Pentagon spokesman Bryan Whitman says the new policy will allow about 600 detainees being held at the U.S.-run detention center at the Bagram Air Base in Afghanistan to challenge what, for many, has been an indefinite stay.
"It is something we had used in Iraq to help us manage the detainee population and ultimately reduce the detainee population by insuring that we are only holding those that are the most dangerous threat," Whitman said.
The new Pentagon rules would assign a U.S. military official to work with each of the detainees.
The officials would not be lawyers, but would, for the first time, gather evidence and witnesses to help the detainees dispute their detention before a military-appointed review board.

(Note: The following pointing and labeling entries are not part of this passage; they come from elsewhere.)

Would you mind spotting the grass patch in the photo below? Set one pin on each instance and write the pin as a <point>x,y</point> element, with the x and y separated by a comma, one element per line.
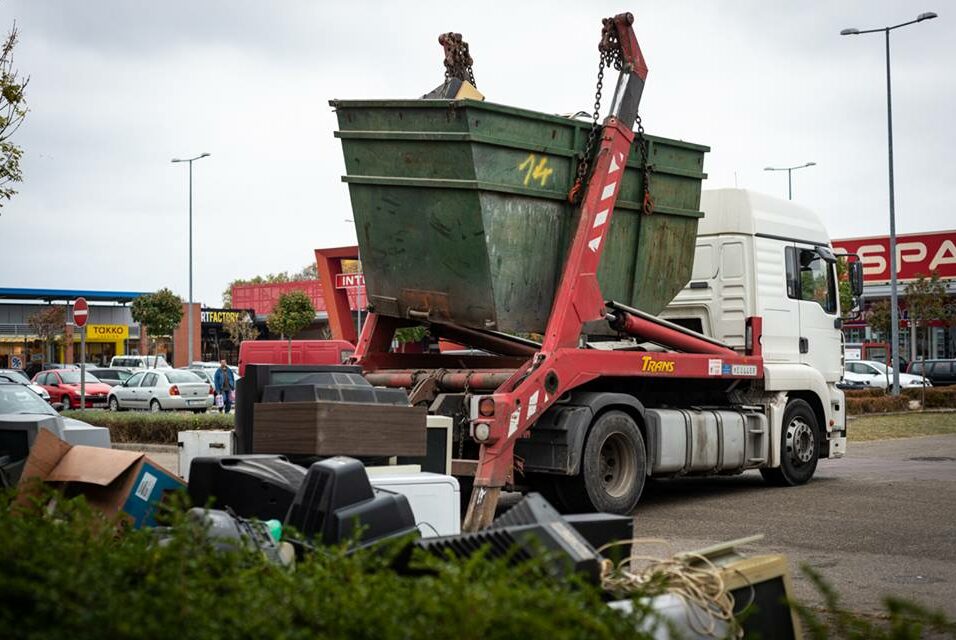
<point>152,428</point>
<point>906,425</point>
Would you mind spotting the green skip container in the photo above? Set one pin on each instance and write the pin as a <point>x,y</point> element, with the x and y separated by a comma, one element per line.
<point>462,216</point>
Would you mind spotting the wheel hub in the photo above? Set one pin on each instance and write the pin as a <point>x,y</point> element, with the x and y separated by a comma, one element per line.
<point>617,464</point>
<point>800,440</point>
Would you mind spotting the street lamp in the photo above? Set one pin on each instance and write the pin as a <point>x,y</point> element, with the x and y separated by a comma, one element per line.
<point>189,315</point>
<point>790,171</point>
<point>894,305</point>
<point>358,291</point>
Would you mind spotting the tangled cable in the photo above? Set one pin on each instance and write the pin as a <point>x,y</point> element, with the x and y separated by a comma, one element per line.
<point>691,577</point>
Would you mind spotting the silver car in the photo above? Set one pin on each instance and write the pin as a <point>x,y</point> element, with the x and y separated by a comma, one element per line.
<point>19,404</point>
<point>162,390</point>
<point>19,377</point>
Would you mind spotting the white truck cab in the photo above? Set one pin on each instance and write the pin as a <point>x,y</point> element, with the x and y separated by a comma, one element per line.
<point>758,256</point>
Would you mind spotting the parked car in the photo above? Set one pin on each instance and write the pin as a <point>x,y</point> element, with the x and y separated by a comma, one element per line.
<point>939,372</point>
<point>162,390</point>
<point>63,385</point>
<point>19,403</point>
<point>303,352</point>
<point>15,375</point>
<point>139,362</point>
<point>112,376</point>
<point>875,374</point>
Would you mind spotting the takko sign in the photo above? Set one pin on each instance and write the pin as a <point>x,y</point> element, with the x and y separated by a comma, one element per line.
<point>107,332</point>
<point>916,254</point>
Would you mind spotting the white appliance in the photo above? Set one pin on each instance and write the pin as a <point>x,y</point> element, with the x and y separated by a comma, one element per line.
<point>435,499</point>
<point>202,444</point>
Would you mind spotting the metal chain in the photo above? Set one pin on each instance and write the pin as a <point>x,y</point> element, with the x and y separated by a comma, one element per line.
<point>647,206</point>
<point>585,162</point>
<point>458,60</point>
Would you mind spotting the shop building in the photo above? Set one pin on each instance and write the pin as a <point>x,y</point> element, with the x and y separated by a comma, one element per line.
<point>110,330</point>
<point>917,254</point>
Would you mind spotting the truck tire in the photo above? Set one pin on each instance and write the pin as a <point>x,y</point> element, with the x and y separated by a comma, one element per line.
<point>799,446</point>
<point>613,467</point>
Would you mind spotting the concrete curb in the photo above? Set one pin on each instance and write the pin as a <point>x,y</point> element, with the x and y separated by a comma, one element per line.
<point>147,448</point>
<point>899,413</point>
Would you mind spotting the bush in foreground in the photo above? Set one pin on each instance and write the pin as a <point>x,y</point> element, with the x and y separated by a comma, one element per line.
<point>153,428</point>
<point>72,576</point>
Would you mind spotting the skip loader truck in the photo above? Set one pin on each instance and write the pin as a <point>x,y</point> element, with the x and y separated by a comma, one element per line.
<point>618,324</point>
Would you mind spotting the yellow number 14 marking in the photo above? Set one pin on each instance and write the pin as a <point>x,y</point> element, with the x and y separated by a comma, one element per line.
<point>536,170</point>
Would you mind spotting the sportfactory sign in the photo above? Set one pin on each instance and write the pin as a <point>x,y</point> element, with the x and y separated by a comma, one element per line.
<point>218,316</point>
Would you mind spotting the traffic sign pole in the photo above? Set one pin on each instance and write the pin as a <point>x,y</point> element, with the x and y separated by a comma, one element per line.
<point>81,312</point>
<point>82,368</point>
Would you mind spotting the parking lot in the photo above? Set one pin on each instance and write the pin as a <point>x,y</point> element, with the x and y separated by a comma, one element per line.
<point>877,522</point>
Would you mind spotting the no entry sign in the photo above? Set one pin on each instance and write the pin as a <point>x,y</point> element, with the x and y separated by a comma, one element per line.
<point>349,280</point>
<point>81,312</point>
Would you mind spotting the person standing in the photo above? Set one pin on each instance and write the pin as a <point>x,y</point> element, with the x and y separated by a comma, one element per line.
<point>225,383</point>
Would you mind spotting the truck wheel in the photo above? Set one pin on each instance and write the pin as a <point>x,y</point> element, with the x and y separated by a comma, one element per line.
<point>614,466</point>
<point>799,446</point>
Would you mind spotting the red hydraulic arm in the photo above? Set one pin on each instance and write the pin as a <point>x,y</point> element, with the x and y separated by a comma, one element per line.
<point>533,388</point>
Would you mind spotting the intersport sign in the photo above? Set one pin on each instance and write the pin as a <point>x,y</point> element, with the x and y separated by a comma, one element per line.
<point>916,254</point>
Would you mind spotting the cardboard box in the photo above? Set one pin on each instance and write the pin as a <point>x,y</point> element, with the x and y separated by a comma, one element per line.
<point>112,481</point>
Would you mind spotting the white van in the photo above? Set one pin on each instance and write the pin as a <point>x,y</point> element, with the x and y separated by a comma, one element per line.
<point>139,362</point>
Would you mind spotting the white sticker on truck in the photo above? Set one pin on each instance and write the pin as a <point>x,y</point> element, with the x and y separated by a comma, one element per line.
<point>146,485</point>
<point>515,417</point>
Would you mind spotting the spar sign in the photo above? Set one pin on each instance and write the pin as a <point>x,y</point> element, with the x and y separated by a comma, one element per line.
<point>916,254</point>
<point>81,311</point>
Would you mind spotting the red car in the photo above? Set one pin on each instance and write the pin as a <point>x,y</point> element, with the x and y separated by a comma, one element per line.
<point>64,386</point>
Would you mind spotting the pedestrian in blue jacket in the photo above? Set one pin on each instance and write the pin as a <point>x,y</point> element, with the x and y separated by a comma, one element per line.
<point>225,383</point>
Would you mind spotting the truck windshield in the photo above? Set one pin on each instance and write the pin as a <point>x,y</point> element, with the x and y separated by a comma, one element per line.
<point>816,282</point>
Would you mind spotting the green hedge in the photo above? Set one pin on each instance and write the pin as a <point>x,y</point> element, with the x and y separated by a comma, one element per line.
<point>879,401</point>
<point>153,428</point>
<point>71,576</point>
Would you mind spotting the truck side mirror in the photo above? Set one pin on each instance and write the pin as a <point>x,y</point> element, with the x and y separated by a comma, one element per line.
<point>856,277</point>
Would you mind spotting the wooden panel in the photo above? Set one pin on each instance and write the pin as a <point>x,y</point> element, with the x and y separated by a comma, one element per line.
<point>338,428</point>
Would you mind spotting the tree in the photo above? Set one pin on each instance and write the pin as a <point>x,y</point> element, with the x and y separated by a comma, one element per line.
<point>13,110</point>
<point>159,312</point>
<point>925,301</point>
<point>308,272</point>
<point>844,287</point>
<point>239,328</point>
<point>881,320</point>
<point>292,313</point>
<point>48,323</point>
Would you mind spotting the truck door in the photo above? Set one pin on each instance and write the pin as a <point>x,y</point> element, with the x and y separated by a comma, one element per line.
<point>811,274</point>
<point>776,303</point>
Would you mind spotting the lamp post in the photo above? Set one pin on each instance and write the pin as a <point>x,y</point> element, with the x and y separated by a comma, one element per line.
<point>790,171</point>
<point>358,290</point>
<point>894,298</point>
<point>189,314</point>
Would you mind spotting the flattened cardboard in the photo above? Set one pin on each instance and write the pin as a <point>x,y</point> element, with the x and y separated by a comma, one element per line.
<point>112,481</point>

Some of those being held at Bagram have been there for as long as six years.
Unlike detainees at the Guantanamo Bay naval base in Cuba, those in Afghanistan have had no access to attorneys, no right to hear the allegations against them and only basic reviews of their status as "enemy combatants."

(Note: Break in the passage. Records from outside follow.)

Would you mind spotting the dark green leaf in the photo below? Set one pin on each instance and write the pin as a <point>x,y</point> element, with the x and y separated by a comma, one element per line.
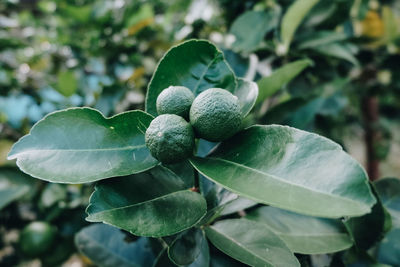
<point>106,246</point>
<point>13,185</point>
<point>304,234</point>
<point>79,145</point>
<point>147,204</point>
<point>196,64</point>
<point>292,19</point>
<point>67,83</point>
<point>250,242</point>
<point>290,169</point>
<point>370,228</point>
<point>389,249</point>
<point>388,190</point>
<point>271,84</point>
<point>247,92</point>
<point>251,27</point>
<point>187,247</point>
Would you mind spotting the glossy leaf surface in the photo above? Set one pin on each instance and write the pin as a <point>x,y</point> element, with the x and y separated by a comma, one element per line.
<point>196,64</point>
<point>106,246</point>
<point>290,169</point>
<point>304,234</point>
<point>251,243</point>
<point>13,185</point>
<point>79,145</point>
<point>250,28</point>
<point>146,204</point>
<point>271,84</point>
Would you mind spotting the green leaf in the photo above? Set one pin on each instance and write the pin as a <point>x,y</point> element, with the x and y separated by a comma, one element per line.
<point>341,51</point>
<point>290,169</point>
<point>389,249</point>
<point>67,83</point>
<point>292,19</point>
<point>247,92</point>
<point>146,204</point>
<point>79,145</point>
<point>187,248</point>
<point>250,242</point>
<point>304,234</point>
<point>106,246</point>
<point>196,64</point>
<point>251,27</point>
<point>388,190</point>
<point>367,230</point>
<point>271,84</point>
<point>13,185</point>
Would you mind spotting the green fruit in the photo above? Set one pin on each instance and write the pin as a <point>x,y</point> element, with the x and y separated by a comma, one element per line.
<point>215,115</point>
<point>175,100</point>
<point>37,238</point>
<point>170,138</point>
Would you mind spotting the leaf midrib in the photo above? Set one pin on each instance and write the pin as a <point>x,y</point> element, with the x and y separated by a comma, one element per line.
<point>283,180</point>
<point>239,244</point>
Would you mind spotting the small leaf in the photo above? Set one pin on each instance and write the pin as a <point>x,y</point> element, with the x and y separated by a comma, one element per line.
<point>341,51</point>
<point>106,246</point>
<point>187,247</point>
<point>196,64</point>
<point>79,145</point>
<point>251,243</point>
<point>247,92</point>
<point>251,27</point>
<point>67,83</point>
<point>13,185</point>
<point>290,169</point>
<point>388,190</point>
<point>304,234</point>
<point>146,205</point>
<point>292,19</point>
<point>271,84</point>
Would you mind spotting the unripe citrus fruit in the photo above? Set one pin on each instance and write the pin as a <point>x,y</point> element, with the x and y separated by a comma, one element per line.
<point>170,138</point>
<point>175,100</point>
<point>36,238</point>
<point>215,114</point>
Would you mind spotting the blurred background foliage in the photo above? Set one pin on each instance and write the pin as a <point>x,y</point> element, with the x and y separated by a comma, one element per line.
<point>330,67</point>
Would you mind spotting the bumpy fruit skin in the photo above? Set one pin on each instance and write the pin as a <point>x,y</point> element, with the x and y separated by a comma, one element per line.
<point>170,138</point>
<point>37,238</point>
<point>215,115</point>
<point>175,100</point>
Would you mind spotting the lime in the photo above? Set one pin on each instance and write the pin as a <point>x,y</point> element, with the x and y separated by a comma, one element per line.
<point>175,100</point>
<point>215,114</point>
<point>170,138</point>
<point>37,238</point>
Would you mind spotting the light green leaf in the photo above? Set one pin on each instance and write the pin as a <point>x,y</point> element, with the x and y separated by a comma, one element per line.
<point>196,64</point>
<point>146,204</point>
<point>290,169</point>
<point>304,234</point>
<point>337,50</point>
<point>79,145</point>
<point>251,27</point>
<point>388,190</point>
<point>250,242</point>
<point>106,246</point>
<point>67,83</point>
<point>272,84</point>
<point>292,19</point>
<point>247,92</point>
<point>13,185</point>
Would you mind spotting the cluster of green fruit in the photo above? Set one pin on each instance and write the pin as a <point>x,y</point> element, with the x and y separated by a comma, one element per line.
<point>213,115</point>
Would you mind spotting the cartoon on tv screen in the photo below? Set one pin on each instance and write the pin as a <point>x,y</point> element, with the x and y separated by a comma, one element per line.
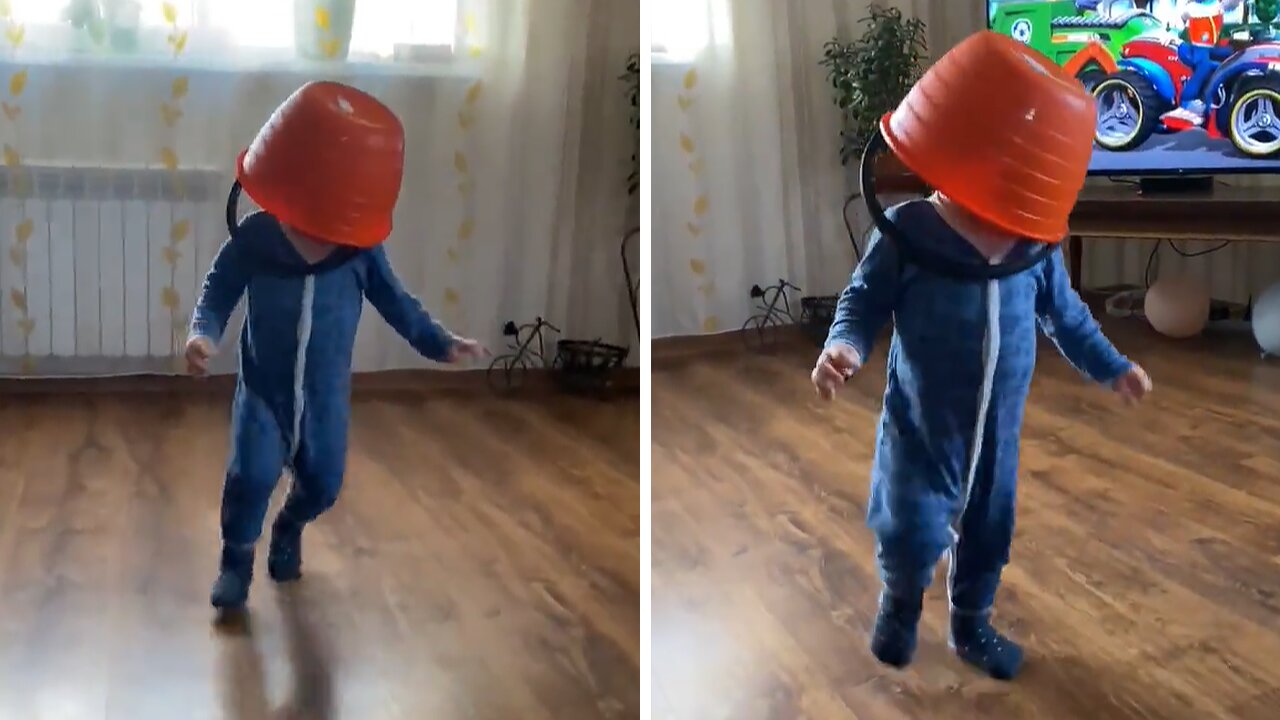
<point>1180,85</point>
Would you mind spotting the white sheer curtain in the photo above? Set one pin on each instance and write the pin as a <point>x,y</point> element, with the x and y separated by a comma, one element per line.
<point>118,154</point>
<point>746,180</point>
<point>746,177</point>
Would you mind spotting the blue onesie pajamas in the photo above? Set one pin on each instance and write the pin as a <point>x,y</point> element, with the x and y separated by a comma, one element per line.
<point>945,473</point>
<point>293,392</point>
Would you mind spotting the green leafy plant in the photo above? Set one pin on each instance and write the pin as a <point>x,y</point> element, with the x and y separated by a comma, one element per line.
<point>872,74</point>
<point>1266,10</point>
<point>106,22</point>
<point>631,77</point>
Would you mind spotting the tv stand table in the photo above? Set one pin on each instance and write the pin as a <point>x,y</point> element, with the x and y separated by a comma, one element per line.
<point>1234,214</point>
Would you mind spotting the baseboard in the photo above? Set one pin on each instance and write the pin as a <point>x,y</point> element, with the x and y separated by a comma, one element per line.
<point>536,382</point>
<point>679,347</point>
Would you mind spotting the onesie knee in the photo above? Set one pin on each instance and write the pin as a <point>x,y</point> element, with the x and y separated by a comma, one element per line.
<point>311,497</point>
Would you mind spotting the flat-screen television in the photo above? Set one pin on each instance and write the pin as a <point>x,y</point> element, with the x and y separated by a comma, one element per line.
<point>1182,86</point>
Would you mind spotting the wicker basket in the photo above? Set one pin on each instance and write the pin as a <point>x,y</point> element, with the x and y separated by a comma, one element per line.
<point>817,313</point>
<point>586,365</point>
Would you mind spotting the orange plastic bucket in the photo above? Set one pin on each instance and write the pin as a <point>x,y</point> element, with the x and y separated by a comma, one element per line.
<point>1001,131</point>
<point>329,162</point>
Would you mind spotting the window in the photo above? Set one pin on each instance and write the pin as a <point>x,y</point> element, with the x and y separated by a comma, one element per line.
<point>680,30</point>
<point>229,32</point>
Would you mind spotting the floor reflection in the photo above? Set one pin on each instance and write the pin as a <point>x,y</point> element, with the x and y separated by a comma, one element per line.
<point>243,673</point>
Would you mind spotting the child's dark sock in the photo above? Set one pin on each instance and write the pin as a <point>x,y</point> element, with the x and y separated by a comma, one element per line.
<point>895,632</point>
<point>284,559</point>
<point>234,574</point>
<point>981,646</point>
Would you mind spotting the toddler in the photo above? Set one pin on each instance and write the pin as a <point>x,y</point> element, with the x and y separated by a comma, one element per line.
<point>327,171</point>
<point>967,276</point>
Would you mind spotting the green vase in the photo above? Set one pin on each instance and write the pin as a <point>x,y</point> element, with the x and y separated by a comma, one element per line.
<point>321,28</point>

Pentagon spokesman Bryan Whitman says each detainee will now have the right to be heard within 60 days of his arrival at the center.

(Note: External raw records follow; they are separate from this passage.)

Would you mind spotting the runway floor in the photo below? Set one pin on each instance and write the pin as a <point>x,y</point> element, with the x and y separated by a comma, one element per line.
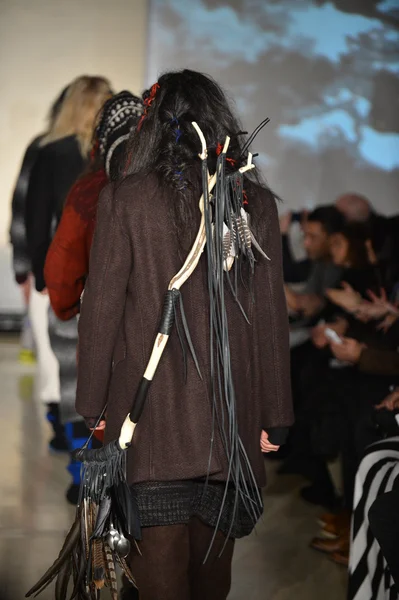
<point>275,563</point>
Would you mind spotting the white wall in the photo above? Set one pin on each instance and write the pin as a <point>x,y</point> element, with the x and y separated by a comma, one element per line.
<point>43,45</point>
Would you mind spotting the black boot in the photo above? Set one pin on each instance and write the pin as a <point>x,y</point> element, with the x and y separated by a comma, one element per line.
<point>59,442</point>
<point>128,591</point>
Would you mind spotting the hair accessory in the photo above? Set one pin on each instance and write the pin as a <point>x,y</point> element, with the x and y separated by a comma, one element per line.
<point>148,99</point>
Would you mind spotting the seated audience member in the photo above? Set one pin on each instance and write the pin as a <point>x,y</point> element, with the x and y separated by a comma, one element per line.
<point>358,391</point>
<point>384,233</point>
<point>320,225</point>
<point>295,271</point>
<point>308,306</point>
<point>374,567</point>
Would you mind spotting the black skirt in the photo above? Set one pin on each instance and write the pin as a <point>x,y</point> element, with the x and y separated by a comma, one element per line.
<point>173,503</point>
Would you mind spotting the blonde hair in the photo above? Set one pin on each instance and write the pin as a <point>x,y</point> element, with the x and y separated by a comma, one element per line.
<point>79,111</point>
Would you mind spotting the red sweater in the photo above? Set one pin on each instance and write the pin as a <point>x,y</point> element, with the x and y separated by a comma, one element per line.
<point>67,262</point>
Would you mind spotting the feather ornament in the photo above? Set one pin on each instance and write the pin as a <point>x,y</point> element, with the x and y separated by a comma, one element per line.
<point>110,572</point>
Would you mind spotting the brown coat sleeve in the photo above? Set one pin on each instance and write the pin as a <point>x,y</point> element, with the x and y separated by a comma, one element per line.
<point>277,412</point>
<point>379,362</point>
<point>103,306</point>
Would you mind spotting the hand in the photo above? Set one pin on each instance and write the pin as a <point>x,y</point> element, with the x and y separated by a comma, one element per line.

"It is basically a review procedure that insures people go in front of a panel periodically, very early on in their detention, and then periodically to give them the opportunity to contest their detention [and] for an assessment to be made as to whether or not they warrant being held," Whitman said.
The Bagram detention center, located north of Kabul, has been used as a holding site for Afghan prisoners as well as terrorism suspects captured outside of the country.
The facility has sparked public resentment in Afghanistan. And human rights groups have condemned the Bagram site as denying detainees basic human rights.
Human rights advocates say those being held at Bagram have been protesting their detention since July by refusing privileges such as family visits and recreation time.
The Obama administration is reviewing the detention policies it inherited from the Bush administration. Human rights organizations say those practices allow for arbitrary and indefinite detention.